El niño, después de una pausa que pareció más larga de lo que realmente fue, dijo:
— Sos un como superhéroe. Dibujas re bien.
Mauro lo miró fijamente. Aquella simple frase, dicho por un niño de ocho años, le tocó más de lo que imaginaba.
La madre regresó en ese momento, y antes de levantarse para irse, se acercó a Mauro.
— Gracias por hacer que su noche fuera especial. —Le extendió la mano con una sonrisa tímida. — Soy Laura, por cierto.
Mauro,
sonrió y estrechó su mano.
—Mauro
— respondió.
Cuando
se levantaron para marcharse, el niño se despidió con una expresión brillante.
— ¡Feliz Navidad, Spiderman!
Mauro
se quedó de pie, mirando cómo se alejaban al tiempo que el disc jockey arrojó
la primera canción.
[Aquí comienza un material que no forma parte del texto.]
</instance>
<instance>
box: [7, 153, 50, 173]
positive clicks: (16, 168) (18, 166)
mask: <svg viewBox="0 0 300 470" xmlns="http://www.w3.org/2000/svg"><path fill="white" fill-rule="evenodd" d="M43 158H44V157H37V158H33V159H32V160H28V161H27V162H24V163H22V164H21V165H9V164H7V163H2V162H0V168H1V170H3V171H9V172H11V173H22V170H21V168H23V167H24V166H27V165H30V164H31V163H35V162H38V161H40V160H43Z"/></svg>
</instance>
Sintió algo dentro de él moverse, algo que había estado
dormido por mucho tiempo. En su soledad de esa Nochebuena, en un Hotel de
cuatro estrellas, había encontrado una conexión que no esperaba, algo tan
sencillo como un dibujo. Un simple dibujo, pero que le recordó que, incluso en
la soledad, el amor y la humanidad podían llegar de formas insospechadas.
— A
veces — pensó Mauro mientras se disponía a bailar una cumbia —las cosas simples
tienen felicidad dentro. Solo necesitan ser vistas con los ojos de un niño.